On October 14, 2009, the Kitsap Sun Editorial Board published a condemnation of the Anti-Choice Project (ACP) and those who work to expose abortion through the use of graphic images. Co-Founders of the ACP, Tom Herring and Andrew St.Hilaire submitted their response two days later.
Today, three weeks later, that letter was finally published. We cannot help but suspect that this was an attempt to marginalize our response to their criticism. Shame on the Kitsap Sun, waiting three weeks to print our reply to their attack piece against the ACP.

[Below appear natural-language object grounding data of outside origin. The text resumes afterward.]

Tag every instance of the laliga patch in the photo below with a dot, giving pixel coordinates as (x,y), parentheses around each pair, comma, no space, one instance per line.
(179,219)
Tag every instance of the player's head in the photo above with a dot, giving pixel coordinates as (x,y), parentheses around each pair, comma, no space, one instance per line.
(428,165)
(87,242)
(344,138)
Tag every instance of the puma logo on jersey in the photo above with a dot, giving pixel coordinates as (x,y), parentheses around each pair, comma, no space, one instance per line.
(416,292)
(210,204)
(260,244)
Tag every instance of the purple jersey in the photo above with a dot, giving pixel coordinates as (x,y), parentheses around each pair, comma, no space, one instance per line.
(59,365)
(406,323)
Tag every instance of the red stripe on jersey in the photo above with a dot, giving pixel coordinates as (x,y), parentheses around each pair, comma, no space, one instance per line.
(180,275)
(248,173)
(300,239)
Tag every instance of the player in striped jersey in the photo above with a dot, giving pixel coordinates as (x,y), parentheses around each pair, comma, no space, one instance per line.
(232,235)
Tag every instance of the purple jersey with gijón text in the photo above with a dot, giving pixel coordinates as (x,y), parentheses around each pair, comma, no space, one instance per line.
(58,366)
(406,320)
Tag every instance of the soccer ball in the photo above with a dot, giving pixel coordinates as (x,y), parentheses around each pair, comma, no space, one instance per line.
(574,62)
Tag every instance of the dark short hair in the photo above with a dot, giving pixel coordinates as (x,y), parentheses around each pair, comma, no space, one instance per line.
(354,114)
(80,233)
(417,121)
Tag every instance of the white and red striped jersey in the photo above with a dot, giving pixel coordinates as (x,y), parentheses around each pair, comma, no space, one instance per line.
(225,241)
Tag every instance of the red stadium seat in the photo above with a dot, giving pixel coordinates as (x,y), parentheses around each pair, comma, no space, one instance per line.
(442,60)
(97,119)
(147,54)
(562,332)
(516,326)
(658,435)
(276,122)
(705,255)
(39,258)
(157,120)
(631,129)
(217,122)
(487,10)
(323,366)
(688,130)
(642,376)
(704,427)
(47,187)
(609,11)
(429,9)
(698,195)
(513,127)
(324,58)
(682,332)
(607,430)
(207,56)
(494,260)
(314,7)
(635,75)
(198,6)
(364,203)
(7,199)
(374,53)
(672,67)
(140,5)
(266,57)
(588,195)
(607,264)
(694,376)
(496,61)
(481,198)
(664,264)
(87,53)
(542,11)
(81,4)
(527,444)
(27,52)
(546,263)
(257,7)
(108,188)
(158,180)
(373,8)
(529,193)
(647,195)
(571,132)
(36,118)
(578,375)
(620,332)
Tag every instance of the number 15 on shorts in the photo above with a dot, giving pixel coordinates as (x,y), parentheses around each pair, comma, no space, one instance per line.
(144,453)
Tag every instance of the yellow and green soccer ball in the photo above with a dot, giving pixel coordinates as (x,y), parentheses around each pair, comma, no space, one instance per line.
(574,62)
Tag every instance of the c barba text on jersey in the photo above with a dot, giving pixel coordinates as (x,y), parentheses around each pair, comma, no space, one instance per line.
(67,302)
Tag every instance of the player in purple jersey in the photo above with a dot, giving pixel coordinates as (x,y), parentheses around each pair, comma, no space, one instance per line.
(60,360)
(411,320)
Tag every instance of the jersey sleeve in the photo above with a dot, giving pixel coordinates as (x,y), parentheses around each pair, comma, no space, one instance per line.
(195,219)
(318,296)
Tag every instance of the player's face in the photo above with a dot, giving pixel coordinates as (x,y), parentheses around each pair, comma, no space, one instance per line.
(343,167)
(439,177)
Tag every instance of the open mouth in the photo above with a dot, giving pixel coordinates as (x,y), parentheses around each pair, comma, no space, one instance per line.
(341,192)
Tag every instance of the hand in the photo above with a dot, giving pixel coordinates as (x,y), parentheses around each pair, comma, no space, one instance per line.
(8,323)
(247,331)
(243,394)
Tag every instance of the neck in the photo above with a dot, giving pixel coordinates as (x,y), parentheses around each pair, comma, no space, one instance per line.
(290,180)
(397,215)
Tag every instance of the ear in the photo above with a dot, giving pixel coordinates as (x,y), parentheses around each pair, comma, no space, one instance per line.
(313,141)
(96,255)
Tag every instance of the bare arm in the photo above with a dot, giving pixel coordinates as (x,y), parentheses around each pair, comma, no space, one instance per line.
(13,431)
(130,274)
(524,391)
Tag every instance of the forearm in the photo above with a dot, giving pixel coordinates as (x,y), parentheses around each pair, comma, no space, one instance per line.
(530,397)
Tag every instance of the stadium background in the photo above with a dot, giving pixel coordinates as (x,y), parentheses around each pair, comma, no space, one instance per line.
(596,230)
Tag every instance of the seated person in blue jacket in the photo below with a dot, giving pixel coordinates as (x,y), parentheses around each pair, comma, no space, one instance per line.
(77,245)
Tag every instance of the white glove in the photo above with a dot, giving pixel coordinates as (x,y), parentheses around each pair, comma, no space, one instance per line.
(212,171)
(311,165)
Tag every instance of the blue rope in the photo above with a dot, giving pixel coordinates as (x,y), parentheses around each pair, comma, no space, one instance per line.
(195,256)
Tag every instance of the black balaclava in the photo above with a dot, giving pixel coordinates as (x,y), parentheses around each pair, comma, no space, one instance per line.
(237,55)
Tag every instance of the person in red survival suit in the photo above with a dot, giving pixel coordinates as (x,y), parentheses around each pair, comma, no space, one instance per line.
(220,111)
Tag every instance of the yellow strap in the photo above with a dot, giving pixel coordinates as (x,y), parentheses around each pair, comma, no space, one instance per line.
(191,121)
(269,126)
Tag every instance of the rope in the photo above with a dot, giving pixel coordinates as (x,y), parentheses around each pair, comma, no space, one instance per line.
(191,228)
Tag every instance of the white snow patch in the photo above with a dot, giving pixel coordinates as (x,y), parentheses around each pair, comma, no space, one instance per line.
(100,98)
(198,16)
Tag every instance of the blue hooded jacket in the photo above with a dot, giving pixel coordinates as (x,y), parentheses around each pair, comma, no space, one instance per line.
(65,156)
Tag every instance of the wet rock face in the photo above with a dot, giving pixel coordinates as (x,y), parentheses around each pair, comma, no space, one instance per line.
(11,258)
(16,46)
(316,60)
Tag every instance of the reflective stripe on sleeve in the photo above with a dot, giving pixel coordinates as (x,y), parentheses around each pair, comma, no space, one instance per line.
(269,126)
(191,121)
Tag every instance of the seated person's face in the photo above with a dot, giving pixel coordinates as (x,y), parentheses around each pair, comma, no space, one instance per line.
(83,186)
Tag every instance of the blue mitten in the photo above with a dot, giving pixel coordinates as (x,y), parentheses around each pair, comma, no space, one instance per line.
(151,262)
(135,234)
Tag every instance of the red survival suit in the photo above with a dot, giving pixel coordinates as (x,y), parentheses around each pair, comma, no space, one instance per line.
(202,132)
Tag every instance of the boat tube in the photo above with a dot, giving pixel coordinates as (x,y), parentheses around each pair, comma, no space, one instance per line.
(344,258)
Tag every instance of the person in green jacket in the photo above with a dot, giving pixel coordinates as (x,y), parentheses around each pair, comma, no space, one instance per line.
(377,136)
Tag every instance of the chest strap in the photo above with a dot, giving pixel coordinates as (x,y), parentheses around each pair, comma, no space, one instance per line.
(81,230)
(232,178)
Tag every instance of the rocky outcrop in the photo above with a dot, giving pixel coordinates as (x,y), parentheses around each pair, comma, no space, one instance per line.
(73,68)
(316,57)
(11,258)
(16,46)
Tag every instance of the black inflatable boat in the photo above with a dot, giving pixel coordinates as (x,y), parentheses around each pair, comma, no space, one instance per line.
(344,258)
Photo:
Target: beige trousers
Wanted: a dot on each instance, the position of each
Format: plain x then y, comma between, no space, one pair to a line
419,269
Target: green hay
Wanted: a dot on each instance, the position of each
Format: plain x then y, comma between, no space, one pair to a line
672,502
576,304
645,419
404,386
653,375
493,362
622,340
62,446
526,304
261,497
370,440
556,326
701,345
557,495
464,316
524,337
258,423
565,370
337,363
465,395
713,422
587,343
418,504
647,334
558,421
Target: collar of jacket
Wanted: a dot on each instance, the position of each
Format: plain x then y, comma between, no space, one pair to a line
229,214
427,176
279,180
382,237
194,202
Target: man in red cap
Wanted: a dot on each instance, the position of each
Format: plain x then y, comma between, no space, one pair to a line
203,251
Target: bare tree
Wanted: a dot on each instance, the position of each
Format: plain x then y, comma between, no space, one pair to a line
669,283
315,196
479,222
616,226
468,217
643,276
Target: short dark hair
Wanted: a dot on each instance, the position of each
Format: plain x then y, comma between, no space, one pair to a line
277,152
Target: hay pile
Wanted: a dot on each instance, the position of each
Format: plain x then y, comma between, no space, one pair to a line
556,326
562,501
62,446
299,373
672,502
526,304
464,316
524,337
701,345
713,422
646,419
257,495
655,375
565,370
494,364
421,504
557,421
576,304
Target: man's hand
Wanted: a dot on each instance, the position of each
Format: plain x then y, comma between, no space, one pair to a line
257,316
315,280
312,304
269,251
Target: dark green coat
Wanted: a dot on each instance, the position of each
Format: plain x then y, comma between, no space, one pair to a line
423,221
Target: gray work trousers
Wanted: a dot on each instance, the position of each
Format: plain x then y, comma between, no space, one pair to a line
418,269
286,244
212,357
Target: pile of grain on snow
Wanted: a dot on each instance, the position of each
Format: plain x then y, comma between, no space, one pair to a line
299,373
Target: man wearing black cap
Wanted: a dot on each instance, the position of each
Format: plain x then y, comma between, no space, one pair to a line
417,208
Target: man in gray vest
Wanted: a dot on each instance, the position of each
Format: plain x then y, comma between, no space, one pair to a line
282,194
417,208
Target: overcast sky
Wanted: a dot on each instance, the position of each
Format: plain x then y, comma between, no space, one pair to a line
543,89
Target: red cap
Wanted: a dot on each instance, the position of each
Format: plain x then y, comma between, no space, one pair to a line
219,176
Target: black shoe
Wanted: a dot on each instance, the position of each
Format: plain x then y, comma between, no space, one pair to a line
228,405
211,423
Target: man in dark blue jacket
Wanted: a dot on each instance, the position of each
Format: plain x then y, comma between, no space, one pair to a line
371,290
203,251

Click here to read the edited version and please voice your support for the ACP and your opposition to the horror of abortion, which the ACP is working diligently to expose, by commenting (nearly 100 comments already)! Below is the unedited version:
Dear Editor,
You rightly observe that our pictures of unborn babies shred to pieces by abortion are offensive. But rather than express your outrage with the local abortionists who show up to work every day at 623 Riddell Road — financially profiting from the act depicted — you condemn those working to expose the horror of baby-killing.
We are radically reshaping the way people think about abortion. We are focusing the debate away from abstractions like “choice” by showing the reality of what is being chosen. Our pictures dispel the myth that abortion is a complex and nuanced moral dilemma. They prove that it is an act of violence which kills a baby.
The Anti-Choice Project is here because abortion is here. We are here because Washingtonians are not very bothered by abortion — not sufficiently bothered, anyway, to do anything to stop it. Year after year they continue to elect pro-abortion politicians like Murray, Cantwell, Dicks, Gregoire and Obama. (They are not bothered, incidentally, until you show them what it means to 3,500 helpless babies every day.)
Like all successful movements of social reform, we will continue to confront Americans with a challenging and inconvenient message, so that the injustice of abortion is made unthinkable in our society.